Sonntag, 24. Februar 2013

Quellen des Lebens (Film)

Was will uns dieser Film sagen? Zwei Tage habe ich nun darüber gegrübelt und bin zu keinem Schluss gekommen. Mein best guess ist, dass der Film (bzw. vermutlich die "Macher") weit mehr wollte, als er zu liefern im Stande war. Und das obwohl er sich drei Stunden Zeit genommen hat.

Schade eigentlich. Denn ich meine, er hatte durchaus Potenzial. Man hätte ein paar gute Filme daraus machen können. Insbesondere auch mit den Schauspielern, die eine teilweise sogar sehr gute Leistung abgeliefert haben. Für einen Film alleine war der abgedeckte Zeitraum dann aber wohl doch zu lang. Ich habe es nicht geschafft, mich mit auch nur irgendeiner der Figuren zu identifizieren. Am deutlichsten gemerkt habe ich es selber, als der Ich-Erzähler, den es in dem Film gibt, als kleiner Junge durch Berlin läuft. An sich erleidet er ein sehr trauriges Schicksal. Das ist aber so schlecht gemacht, dass es mir nicht einmal etwas ausgemacht hätte, wenn er während seinem Spaziergang von einem Auto überfahren worden wäre. Und normalerweise bin ich durchaus empathiefähig.

Viele Themen wurden angeschnitten, aber nicht konsequent zu Ende geführt. Bzw. gar nicht zu Ende oder auch noch nicht einmal weiter. Zum Beispiel die Szene, die auch im Trailer zu sehen ist und mich mit neugierig gemacht hatte. Wiederum  der Ich-Erzähler, inzwischen ein paar Jahre älter, sitzt mit seiner Oma zusammen, die das KaDeWe anspricht. Sein lakonischer Satz: "KaDeWe? Das will eine Freundin von meinem Papa in die Luft sprengen." In dem Satz (sorry für den Kalauer) steckt Dynamit. Was hätte man daraus machen können!? Und was passiert im Film? Nichts! Oma ist kurz entsetzt, macht dann einen kleinen Scherz und es geht weiter, als wäre nichts geschehen.
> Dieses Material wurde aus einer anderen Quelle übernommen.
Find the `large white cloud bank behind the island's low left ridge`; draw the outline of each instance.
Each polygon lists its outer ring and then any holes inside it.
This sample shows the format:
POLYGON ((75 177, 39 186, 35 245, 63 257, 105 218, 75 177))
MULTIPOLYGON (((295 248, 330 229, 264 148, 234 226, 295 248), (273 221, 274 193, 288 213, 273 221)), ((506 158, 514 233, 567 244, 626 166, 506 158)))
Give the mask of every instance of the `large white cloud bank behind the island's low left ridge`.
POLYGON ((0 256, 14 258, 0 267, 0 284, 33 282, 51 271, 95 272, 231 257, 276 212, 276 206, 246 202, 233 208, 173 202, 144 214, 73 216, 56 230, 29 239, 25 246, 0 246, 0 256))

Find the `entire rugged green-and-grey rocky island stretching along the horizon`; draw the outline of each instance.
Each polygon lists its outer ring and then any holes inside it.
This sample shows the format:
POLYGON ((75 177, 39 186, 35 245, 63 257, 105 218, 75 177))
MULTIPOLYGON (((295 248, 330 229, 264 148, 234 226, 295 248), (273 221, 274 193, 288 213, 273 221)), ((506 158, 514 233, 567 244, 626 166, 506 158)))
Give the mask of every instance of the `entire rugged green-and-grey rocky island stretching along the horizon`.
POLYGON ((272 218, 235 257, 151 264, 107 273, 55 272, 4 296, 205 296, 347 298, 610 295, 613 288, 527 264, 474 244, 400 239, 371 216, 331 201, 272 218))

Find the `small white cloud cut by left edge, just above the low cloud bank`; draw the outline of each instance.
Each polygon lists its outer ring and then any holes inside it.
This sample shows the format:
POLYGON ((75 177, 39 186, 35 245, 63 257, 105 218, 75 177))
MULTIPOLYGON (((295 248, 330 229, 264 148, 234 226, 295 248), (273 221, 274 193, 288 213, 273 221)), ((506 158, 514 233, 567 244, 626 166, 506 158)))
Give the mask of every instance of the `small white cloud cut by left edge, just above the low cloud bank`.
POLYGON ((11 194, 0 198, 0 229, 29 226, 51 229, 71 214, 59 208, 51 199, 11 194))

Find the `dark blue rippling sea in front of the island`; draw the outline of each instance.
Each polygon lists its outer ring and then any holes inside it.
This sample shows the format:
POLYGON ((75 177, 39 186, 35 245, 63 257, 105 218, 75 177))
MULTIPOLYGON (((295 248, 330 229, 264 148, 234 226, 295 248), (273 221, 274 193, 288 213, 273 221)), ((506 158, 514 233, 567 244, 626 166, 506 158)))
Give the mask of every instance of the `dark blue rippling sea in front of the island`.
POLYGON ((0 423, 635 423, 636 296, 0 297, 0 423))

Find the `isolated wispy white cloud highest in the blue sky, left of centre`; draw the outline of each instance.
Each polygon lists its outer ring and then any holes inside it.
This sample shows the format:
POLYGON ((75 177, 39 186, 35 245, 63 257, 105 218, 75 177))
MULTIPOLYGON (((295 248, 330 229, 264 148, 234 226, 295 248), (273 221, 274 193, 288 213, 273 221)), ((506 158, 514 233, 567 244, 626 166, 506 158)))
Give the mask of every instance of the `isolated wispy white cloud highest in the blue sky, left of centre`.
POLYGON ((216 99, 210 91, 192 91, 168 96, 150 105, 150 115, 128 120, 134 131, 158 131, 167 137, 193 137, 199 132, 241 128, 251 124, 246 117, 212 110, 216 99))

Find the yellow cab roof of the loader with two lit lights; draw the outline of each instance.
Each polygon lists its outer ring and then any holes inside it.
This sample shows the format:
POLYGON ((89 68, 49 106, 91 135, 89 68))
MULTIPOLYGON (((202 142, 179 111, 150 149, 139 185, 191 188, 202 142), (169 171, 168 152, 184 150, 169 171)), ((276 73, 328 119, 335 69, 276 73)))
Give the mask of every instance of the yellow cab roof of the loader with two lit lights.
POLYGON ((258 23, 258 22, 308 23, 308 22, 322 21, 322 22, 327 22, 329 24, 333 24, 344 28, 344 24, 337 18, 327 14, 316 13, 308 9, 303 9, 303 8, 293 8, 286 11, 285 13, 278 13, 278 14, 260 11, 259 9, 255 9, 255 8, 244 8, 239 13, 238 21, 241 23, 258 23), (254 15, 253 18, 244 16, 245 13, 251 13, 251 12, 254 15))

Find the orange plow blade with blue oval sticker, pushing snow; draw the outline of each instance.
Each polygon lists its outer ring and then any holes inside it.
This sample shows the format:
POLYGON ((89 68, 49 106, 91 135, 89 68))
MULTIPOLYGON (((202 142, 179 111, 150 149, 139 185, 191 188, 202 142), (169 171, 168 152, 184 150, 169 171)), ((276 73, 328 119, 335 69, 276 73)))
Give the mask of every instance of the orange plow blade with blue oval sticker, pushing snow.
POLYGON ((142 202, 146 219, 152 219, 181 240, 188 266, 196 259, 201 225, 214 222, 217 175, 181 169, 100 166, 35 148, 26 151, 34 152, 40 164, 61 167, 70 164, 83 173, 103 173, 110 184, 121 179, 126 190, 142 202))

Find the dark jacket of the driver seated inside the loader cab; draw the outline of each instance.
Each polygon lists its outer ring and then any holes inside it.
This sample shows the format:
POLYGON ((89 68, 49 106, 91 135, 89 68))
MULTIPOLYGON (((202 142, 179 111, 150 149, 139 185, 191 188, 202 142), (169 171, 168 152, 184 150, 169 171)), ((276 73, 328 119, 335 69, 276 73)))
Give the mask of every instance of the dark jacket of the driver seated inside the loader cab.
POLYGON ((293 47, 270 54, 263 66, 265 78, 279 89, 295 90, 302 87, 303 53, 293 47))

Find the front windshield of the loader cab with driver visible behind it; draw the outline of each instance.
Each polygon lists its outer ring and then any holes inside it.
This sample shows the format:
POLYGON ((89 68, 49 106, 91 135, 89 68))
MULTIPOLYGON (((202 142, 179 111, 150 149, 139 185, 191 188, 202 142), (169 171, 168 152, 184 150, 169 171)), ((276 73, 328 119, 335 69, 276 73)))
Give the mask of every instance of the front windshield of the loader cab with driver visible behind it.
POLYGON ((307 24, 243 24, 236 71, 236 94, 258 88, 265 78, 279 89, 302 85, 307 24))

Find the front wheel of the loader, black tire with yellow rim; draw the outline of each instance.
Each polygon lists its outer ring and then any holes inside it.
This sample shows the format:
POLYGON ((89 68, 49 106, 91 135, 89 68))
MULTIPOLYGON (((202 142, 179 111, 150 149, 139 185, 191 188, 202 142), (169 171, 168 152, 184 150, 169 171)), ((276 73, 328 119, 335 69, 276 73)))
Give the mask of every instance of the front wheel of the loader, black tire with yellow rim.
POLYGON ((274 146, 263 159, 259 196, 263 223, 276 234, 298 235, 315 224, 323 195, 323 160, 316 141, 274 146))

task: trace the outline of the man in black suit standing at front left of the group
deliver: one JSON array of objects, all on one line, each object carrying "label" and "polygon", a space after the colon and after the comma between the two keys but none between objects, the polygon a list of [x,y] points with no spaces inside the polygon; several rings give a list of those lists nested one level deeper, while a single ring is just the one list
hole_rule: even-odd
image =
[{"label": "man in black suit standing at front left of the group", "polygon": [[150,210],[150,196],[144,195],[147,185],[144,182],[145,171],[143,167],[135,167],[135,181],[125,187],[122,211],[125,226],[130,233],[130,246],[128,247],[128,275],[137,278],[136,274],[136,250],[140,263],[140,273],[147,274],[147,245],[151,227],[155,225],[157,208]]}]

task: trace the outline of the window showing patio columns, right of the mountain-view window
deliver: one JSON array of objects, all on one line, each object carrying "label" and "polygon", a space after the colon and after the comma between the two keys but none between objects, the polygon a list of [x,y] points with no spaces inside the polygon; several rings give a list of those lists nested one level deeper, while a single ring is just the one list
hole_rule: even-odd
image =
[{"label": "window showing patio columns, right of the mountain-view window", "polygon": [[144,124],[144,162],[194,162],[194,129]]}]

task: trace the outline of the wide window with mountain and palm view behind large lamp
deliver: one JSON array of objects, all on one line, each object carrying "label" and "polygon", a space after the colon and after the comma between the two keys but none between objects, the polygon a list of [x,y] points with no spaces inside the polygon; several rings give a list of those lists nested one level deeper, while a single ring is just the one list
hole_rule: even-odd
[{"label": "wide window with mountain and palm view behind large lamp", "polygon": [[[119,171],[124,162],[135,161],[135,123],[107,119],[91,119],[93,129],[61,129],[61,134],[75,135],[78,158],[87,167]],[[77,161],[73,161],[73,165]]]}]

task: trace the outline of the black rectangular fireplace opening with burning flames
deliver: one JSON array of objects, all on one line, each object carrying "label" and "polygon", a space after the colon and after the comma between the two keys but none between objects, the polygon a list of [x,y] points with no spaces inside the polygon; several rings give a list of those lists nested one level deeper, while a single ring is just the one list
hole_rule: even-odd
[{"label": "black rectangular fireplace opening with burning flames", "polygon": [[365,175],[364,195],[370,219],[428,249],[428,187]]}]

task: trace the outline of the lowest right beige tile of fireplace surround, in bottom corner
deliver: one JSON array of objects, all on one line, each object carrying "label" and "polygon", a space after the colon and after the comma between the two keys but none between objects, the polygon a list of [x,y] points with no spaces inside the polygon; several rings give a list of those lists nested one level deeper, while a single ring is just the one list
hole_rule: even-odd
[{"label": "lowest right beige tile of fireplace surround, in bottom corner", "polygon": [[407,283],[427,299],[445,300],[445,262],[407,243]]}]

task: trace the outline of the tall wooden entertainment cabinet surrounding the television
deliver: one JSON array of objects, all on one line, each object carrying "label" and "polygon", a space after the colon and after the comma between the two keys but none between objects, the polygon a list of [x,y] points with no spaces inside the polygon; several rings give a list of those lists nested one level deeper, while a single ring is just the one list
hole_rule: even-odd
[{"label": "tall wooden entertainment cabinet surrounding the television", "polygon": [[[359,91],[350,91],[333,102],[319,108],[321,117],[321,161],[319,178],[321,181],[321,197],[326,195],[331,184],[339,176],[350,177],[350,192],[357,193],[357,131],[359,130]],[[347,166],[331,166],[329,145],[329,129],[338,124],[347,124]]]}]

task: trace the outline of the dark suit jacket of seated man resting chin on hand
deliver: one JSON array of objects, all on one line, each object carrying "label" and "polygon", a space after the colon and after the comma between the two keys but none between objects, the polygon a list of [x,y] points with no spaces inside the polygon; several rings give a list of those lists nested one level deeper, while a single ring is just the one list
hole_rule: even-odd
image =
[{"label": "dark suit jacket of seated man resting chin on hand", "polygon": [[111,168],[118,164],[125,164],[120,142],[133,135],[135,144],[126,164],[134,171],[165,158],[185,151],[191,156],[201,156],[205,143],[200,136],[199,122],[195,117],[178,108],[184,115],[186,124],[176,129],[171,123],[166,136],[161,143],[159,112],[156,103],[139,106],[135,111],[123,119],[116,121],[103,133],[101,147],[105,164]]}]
Dazu kommt ein bisschen Kapitalismus-Kritik (wenn ich das richtig verstanden habe). Oma und Opa mütterlicherseits des Ich-Erzählers sind stinkereich. Eine Kritik kommt von der Tochter, die sich jedoch dergestalt dagegen auflehnt, dass mir nicht klar war, ob das eine fundierte Kritik sein soll oder einfach nur die (zugegebenermaßen etwas in die Länge gezogene) Rebellion einer Tochter gegen ihre Eltern. Dazu wird der reiche Opi als unsympathischer Mensch gezeichnet. Zusätzlich noch von seiner Frau abhängig, da ohne sie einfach nicht überlebensfähig. Und? Auch da wieder nichts zu Ende geführt. Stattdessen bekommt er eine Frau an die Seite gestellt, die über ihre Slapstick-Einlagen die ganze potenzielle Kritik gleich wieder abfedert. Fast so, als sollte der Film niemandem weh tun.
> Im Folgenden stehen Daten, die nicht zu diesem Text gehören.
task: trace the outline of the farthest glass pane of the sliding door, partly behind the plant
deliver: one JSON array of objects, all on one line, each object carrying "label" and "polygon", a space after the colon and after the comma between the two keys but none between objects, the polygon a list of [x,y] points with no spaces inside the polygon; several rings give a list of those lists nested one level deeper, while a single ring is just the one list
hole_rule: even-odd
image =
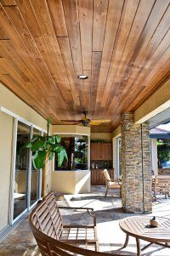
[{"label": "farthest glass pane of the sliding door, partly behind the plant", "polygon": [[[36,128],[33,128],[33,138],[40,135],[40,131]],[[37,202],[38,199],[38,185],[39,185],[39,170],[34,168],[33,162],[31,162],[31,201],[30,205],[32,205],[34,202]]]}]

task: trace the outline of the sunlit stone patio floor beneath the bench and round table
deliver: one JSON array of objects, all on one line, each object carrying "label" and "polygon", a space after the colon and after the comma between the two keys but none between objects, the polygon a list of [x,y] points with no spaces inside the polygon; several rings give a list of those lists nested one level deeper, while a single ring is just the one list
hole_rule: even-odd
[{"label": "sunlit stone patio floor beneath the bench and round table", "polygon": [[[114,195],[112,195],[114,192]],[[133,237],[129,239],[126,248],[120,250],[125,241],[125,234],[119,228],[119,220],[133,214],[124,213],[118,191],[111,191],[105,197],[105,186],[92,186],[91,193],[79,195],[65,195],[59,205],[70,207],[94,208],[97,218],[97,229],[99,236],[99,250],[101,252],[119,252],[120,255],[136,255],[136,241]],[[63,219],[66,223],[90,224],[87,213],[62,210]],[[135,214],[136,215],[136,214]],[[150,215],[170,218],[170,199],[160,197],[159,202],[153,203],[153,213]],[[141,247],[147,242],[141,241]],[[28,226],[28,217],[18,225],[11,234],[0,244],[1,256],[37,256],[36,242]],[[142,253],[144,256],[169,256],[170,249],[152,245]]]}]

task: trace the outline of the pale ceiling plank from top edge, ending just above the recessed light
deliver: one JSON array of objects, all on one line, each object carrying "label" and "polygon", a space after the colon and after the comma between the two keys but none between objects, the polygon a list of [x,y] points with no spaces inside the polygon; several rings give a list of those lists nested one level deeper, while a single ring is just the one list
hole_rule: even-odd
[{"label": "pale ceiling plank from top edge, ending just above the recessed light", "polygon": [[85,71],[92,69],[93,2],[91,0],[78,0],[78,15],[82,44],[82,70],[85,73]]}]

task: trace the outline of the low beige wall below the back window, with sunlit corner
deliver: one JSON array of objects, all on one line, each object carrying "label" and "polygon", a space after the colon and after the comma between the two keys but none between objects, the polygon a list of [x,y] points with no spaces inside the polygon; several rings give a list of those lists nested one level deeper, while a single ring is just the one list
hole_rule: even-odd
[{"label": "low beige wall below the back window, with sunlit corner", "polygon": [[65,194],[87,193],[90,191],[90,172],[52,171],[50,190]]}]

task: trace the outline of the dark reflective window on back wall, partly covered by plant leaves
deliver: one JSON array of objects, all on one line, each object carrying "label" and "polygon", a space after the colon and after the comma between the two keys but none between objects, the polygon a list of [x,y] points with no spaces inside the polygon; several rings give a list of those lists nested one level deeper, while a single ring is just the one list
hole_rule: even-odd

Und genau da liegt aus meiner Sicht dann auch der Grund dafür, dass der Film so schlecht wurde, wie er meiner Meinung nach wurde. Es soll niemandem weh getan werden, er will durchgängig gefallen. Und das, obwohl die angerissenen Themen förmlich danach rufen, Position zu beziehen und zu streiten.

Die Liste mit angerissenen, nicht aufgegriffenen Themen ließe sich übrigens noch fortsetzen. Lohnt sich aber nicht.

Zum Schluss noch der Hinweis, dass ich von der Gruppe, mit der ich den Film gesehen hatte, der mit der negativsten Meinung war. Die anderen gingen eher in Richtung "Zwischendurch ein wenig zäh" und "Zu lang".